Unfortunately, the Adams Crossing house is gone now. The current building, where McFarland thinks the house had been, is a medical marijuana dispensary.
Also, no picture of Adams has survived (although a Gazette Telegraph article in the Pioneers Museum collection, written by the late historian, Dorothy Aldridge, describes Adams as “a man of powerful physique”). In the Meeker affair, this helped him as he “gradually won over the chiefs, peace provisions were accepted and the captives released,” relates Aldridge, who also authored the 1996 book, “Historic Colorado City: The Town with a Future.”
Chosen in the 1880s, the Adams Crossing location was convenient, Aldridge indicates, for keeping track of business investments he'd made in both Colorado City and Manitou.

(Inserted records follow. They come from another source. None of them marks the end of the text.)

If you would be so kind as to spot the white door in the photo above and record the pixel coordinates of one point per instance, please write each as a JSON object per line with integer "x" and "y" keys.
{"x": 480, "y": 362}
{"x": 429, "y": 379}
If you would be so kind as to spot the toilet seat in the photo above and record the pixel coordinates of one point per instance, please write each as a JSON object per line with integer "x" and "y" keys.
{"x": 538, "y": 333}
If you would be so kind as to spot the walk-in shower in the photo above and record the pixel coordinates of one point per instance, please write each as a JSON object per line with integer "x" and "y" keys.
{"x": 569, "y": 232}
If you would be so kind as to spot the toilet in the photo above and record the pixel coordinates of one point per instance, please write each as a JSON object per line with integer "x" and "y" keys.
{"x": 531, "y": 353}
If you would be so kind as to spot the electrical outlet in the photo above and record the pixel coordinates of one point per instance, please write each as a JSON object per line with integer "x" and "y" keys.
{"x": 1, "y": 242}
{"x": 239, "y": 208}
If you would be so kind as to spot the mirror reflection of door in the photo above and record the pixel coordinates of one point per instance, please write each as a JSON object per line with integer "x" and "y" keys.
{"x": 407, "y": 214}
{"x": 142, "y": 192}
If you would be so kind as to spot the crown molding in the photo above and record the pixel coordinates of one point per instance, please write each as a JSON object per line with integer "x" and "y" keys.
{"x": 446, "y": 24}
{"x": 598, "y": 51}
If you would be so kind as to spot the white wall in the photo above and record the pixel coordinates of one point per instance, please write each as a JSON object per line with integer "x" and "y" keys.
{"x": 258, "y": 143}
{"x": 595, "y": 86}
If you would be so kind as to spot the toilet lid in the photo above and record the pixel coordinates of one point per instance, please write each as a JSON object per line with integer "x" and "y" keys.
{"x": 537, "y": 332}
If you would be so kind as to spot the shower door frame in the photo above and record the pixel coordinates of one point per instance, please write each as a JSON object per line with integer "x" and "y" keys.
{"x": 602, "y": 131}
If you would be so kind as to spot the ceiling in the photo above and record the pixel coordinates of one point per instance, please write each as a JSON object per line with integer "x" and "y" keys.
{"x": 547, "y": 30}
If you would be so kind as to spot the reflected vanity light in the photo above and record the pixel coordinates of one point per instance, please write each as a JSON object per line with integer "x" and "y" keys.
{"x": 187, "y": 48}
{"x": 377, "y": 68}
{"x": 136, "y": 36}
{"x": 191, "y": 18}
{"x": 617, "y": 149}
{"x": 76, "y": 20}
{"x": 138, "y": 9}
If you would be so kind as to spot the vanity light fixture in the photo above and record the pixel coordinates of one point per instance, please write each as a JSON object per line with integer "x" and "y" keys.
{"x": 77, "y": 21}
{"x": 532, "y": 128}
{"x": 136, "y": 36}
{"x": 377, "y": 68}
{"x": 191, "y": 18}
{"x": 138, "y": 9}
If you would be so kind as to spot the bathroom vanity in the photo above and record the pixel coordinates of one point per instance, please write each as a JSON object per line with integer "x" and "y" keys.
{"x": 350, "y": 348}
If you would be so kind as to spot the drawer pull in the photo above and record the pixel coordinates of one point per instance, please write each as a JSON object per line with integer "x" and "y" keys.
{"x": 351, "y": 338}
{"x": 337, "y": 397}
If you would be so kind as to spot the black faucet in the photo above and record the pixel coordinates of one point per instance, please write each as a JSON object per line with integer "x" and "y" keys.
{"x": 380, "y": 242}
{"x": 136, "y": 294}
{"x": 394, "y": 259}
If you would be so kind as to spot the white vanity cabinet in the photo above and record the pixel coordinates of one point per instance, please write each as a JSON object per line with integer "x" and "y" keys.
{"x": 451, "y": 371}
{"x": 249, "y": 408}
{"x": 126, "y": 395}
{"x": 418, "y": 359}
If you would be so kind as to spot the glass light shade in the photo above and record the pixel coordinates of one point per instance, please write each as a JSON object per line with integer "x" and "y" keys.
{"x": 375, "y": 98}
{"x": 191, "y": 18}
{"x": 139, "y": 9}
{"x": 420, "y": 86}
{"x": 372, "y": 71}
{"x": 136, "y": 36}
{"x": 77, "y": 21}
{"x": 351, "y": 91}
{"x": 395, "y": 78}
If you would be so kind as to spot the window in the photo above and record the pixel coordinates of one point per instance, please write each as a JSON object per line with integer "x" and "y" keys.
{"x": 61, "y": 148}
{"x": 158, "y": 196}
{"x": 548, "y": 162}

A reminder of that era is the avenue bridge over Fountain Creek at Columbia. Built in 1934, it's obviously different from the wooden span it would have been when the avenue was called the Manitou road. But according to McFarland, its location is the same. In those days pedestrian and horse traffic would have traversed the sparsely populated area between Colorado City and Manitou. As such, the large Adams house was probably a landmark.

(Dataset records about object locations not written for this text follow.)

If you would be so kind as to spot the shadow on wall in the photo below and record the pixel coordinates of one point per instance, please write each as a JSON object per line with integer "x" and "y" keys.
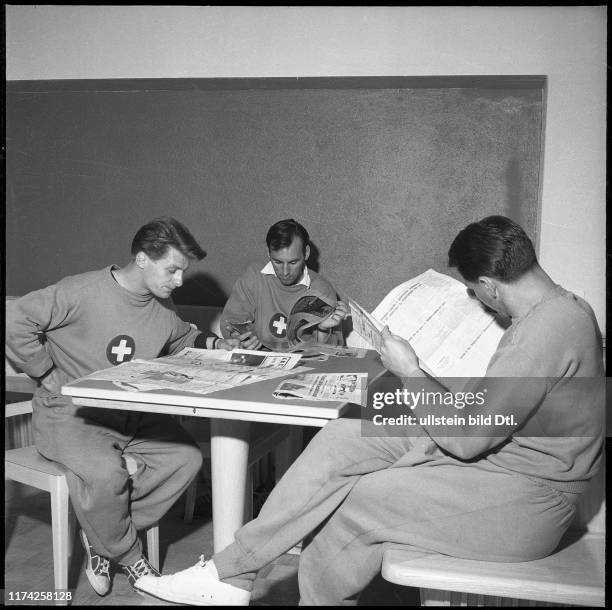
{"x": 200, "y": 289}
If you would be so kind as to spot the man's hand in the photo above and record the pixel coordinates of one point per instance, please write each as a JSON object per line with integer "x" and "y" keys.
{"x": 228, "y": 344}
{"x": 336, "y": 318}
{"x": 398, "y": 356}
{"x": 249, "y": 340}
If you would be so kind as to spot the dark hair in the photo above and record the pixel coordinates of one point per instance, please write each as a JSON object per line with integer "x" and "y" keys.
{"x": 495, "y": 247}
{"x": 282, "y": 233}
{"x": 162, "y": 233}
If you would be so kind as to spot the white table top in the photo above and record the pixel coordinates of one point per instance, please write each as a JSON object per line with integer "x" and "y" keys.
{"x": 252, "y": 402}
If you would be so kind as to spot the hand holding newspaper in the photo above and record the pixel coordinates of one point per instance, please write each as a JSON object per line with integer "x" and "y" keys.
{"x": 452, "y": 333}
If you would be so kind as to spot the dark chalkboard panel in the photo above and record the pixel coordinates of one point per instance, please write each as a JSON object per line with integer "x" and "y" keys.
{"x": 382, "y": 171}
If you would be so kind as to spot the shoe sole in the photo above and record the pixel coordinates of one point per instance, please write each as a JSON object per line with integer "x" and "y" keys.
{"x": 89, "y": 570}
{"x": 190, "y": 601}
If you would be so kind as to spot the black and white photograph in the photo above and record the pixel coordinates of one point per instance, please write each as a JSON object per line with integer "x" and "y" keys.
{"x": 182, "y": 179}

The “crossing” part of the name resulted this way: Going west nearly to the bridge, the Denver and Rio Grande railroad tracks paralleled the Manitou road. But at that juncture, the tracks stayed on the north side of the creek while the road went over it. Thus, the intersection became known as “Adams Crossing,” McFarland explained.
It's anyone's guess how that history might synch up with revival efforts by business people and residents in the heart of modern-day “No Man's Land” (roughly between 31st Street and east Manitou). They're in a constant struggle with low-lifes and outright criminals who've been found dealing drugs and whose frequent thievery of late has even included mail deliveries. Also in the mix is the area's odd, multi-jurisdictional situation in which the locals are not always certain if they're in the city or county, but can rest assured that neither has done much for them lately (although a local-government-sponsored planning grant is in the works for 2012).

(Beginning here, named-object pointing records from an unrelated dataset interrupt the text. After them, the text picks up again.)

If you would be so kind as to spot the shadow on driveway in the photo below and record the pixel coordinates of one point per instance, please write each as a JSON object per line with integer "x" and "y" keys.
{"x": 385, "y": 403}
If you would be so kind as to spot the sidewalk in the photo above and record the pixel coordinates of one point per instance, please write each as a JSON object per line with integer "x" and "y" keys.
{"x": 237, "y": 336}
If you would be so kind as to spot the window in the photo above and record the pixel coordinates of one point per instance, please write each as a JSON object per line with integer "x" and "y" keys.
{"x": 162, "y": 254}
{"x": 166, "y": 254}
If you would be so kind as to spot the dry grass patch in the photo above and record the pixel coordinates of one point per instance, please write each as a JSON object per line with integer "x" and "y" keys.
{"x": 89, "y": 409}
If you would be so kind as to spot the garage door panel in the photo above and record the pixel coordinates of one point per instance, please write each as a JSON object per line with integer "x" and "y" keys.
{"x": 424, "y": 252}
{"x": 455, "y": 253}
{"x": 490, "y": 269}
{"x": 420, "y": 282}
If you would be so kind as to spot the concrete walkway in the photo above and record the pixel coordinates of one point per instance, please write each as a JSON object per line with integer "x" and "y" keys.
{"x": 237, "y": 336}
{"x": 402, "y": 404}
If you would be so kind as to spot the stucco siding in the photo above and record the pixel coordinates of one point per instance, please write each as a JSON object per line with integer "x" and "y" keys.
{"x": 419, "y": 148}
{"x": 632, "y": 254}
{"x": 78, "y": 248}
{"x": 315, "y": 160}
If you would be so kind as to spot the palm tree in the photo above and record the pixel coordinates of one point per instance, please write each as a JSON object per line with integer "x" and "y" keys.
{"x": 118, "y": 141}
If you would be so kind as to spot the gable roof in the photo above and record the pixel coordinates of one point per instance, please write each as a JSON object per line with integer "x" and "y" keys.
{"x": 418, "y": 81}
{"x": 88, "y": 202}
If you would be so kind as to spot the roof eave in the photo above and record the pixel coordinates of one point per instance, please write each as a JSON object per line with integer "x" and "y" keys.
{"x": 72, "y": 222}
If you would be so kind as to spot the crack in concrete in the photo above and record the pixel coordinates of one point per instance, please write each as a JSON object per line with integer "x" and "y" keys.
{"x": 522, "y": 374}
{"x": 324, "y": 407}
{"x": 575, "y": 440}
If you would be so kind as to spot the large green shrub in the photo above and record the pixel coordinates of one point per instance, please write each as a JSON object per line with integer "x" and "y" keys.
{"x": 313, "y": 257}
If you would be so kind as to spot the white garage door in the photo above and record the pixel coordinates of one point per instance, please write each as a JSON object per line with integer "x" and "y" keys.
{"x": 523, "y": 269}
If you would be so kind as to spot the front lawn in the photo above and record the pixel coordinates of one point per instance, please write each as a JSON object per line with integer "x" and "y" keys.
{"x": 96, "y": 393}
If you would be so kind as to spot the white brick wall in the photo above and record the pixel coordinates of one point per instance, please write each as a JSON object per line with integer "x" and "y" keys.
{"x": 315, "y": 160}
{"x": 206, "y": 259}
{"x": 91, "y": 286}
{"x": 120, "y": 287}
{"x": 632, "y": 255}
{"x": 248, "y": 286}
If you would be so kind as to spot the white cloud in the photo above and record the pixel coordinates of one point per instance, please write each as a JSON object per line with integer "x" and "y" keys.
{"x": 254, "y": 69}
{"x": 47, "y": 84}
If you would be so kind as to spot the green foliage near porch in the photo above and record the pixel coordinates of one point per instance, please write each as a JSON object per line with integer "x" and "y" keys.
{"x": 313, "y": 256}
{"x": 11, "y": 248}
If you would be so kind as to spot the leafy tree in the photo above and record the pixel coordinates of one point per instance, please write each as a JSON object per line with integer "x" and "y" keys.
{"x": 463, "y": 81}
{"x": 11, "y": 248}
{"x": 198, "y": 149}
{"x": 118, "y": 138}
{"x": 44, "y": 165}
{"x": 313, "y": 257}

Mike Crepeau, a hotel owner and founder of the Avenue Merchants group, which represents business people in that area, expressed some curiosity about the “Adams Crossing” monicker in recent communications with the Westside Pioneer. But he's more focused on tangible actions, such as a proposed volunteer workday this spring that could unite residents, merchants and other citizens with city, county and utility crews to address long-neglected issues such as streetlights, broken concrete, potholes, weeds and trash. “I'm for it [such a workday],” said Crepeau, who's also pressing action privately with law enforcement leaders and elected officials such as Lisa Czelatdko, Tim Leigh and Sallie Clark. “I'm sure we could get some people out.”
One other clear similarity exists in that area between now and a century or so ago: The original Adams Crossing lay between the established towns of Colorado City and Manitou. Nowadays, those communities are known as “historic districts.” Crepeau's area is not historic in its own right, he believes, but should be respected for crossing between them.
General Adams might have seen things the same way.